Abstract

To assess the efficacy of etanercept in the treatment of early active nonsteroidal antiinflammatory drug (NSAID)-refractory nonradiographic axial spondyloarthritis (SpA). The study population consisted of patients who met the Assessment of SpondyloArthritis international Society (ASAS) classification criteria for axial SpA but not the modified New York radiographic criteria for ankylosing spondylitis (as assessed by a radiologist at the central trial site), had a symptom duration of >3 months but <5 years, had a score of ≥4 on the Bath Ankylosing Spondylitis Disease Activity Index, and had been treated unsuccessfully with ≥2 NSAIDs. Patients were randomized to receive etanercept 50 mg/week or placebo and continued background NSAID treatment for 12 weeks (double-blind study); during the subsequent open-label period, all patients received etanercept 50 mg/week.
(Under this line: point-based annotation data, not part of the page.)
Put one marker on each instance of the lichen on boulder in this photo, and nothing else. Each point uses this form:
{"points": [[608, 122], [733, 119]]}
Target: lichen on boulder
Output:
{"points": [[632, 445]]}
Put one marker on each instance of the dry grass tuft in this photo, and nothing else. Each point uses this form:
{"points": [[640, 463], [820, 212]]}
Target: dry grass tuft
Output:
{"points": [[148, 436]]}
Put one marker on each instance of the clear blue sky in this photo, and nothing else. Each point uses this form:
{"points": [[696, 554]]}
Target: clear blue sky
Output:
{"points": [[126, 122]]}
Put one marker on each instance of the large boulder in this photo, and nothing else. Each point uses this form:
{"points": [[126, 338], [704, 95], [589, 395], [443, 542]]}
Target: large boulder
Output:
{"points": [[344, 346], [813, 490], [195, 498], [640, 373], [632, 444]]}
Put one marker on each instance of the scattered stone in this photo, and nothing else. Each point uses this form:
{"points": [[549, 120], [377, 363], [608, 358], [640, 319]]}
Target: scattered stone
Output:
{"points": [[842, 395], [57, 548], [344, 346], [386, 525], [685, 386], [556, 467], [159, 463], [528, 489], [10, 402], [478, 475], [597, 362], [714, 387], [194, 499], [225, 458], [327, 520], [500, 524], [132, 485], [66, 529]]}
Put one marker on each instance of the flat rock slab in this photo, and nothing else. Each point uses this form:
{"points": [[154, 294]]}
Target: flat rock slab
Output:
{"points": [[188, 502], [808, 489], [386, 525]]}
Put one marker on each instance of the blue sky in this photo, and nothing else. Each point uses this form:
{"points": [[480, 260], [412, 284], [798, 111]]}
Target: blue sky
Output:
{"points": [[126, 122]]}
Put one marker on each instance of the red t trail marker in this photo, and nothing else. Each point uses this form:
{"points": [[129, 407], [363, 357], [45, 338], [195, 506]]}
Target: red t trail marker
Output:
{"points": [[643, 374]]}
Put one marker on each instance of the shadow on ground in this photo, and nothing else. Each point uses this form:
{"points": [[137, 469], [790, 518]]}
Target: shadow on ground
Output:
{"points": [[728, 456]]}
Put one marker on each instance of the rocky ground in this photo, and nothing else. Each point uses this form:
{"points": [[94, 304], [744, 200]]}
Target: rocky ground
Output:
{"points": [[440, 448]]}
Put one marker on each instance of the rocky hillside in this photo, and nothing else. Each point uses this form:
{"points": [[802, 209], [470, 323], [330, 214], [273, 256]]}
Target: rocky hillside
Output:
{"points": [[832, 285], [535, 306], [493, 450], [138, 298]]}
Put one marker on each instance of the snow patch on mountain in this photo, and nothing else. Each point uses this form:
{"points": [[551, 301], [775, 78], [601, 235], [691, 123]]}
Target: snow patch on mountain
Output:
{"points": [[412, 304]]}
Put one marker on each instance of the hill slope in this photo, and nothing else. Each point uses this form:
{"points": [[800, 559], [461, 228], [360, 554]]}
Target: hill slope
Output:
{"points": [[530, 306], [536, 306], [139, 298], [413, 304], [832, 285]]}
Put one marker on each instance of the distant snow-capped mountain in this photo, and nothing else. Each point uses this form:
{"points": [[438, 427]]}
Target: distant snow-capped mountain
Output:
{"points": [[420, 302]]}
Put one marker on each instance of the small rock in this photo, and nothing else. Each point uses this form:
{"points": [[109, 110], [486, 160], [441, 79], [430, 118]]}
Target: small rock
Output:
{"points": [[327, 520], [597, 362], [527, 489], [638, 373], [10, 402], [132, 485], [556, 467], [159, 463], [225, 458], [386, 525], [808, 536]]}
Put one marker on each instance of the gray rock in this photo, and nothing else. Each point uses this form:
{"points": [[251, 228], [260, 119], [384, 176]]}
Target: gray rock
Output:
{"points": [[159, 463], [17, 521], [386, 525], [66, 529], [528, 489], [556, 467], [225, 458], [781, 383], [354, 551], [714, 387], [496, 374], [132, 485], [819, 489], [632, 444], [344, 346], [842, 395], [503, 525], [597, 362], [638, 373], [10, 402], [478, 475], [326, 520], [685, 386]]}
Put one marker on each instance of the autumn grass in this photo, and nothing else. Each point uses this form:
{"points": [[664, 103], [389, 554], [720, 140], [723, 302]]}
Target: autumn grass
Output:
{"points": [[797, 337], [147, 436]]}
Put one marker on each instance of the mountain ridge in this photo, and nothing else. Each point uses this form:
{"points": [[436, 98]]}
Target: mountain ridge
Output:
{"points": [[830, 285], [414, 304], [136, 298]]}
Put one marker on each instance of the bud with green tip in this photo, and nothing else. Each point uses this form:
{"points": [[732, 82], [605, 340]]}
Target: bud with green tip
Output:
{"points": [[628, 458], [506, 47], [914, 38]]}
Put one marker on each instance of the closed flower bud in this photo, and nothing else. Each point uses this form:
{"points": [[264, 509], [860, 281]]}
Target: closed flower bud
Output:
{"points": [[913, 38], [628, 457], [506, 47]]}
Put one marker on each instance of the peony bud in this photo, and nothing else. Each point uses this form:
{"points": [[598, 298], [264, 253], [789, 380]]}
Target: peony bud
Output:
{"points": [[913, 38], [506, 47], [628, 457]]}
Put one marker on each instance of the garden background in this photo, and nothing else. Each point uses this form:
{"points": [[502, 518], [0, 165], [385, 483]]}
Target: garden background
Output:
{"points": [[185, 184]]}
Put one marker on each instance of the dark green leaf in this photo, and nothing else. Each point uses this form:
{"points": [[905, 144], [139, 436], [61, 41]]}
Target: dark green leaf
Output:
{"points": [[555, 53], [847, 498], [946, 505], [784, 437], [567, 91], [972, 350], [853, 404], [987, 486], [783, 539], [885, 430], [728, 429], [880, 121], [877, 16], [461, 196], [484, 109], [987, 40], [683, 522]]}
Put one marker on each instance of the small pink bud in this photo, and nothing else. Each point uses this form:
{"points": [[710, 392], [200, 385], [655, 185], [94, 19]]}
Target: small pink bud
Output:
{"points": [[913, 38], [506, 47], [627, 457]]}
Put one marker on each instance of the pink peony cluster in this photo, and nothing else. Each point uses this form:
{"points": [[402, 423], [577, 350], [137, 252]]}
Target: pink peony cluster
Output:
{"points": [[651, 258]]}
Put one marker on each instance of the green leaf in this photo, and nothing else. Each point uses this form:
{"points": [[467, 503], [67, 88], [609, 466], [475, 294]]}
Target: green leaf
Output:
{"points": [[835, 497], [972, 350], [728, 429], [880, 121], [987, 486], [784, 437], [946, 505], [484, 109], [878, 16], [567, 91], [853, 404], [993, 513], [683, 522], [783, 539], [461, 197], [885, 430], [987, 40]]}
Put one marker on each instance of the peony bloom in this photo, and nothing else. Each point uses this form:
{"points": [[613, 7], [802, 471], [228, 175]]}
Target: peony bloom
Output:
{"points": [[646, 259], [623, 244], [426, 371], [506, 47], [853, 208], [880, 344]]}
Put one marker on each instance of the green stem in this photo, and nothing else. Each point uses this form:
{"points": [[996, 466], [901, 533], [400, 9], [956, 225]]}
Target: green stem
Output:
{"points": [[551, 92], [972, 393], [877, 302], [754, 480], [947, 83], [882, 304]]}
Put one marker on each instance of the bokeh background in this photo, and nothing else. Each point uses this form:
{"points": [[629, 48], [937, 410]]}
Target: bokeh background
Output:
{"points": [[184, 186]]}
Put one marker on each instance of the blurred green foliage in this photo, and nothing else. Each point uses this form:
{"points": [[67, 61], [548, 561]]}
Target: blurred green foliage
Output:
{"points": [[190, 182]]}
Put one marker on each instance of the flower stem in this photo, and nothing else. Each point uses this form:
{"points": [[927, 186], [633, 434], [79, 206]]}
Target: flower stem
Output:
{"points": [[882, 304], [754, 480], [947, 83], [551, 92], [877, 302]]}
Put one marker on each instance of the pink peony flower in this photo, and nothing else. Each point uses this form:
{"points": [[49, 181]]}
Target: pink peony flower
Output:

The primary study end point was meeting the ASAS criteria for 40% improvement (ASAS40) at week 12. Magnetic resonance imaging (MRI) of the sacroiliac joints and spine was performed at baseline and week 12. One hundred six patients were randomized to the etanercept group and 109 to the placebo group. Of the 215 patients, the mean ± SD age at baseline was 32.0 ± 7.8 years, 154 (72%) were HLA-B27 positive, and 174 (81%) had MRI-confirmed sacroiliitis. At 12 weeks, the proportion of patients with improvement according to the ASAS40 was significantly higher in the etanercept group than in the placebo group (34 of 105 [32%] versus 17 of 108 [16%]; P = 0.006). Patients who received etanercept exhibited a greater reduction in MRI-based scores for sacroiliac joint inflammation (-46.9% versus -10.9%; P < 0.001) and spinal inflammation (-45.4% versus -33.4%; P = 0.04) compared with placebo-treated patients at week 12. Post hoc analyses suggested a possible association between higher baseline C-reactive protein levels or MRI sacroiliac joint inflammation scores and higher rates of ASAS40 response to etanercept. At week 24, patients in the placebo group who had switched to etanercept at 12 weeks exhibited improvement similar to that observed in patients who had received etanercept for 24 weeks. In patients with nonradiographic axial SpA, etanercept treatment was associated with rapid, significant improvement in symptomatic disease activity, function, and systemic and skeletal inflammation over 12 weeks; clinical/functional improvement was sustained over 24 weeks.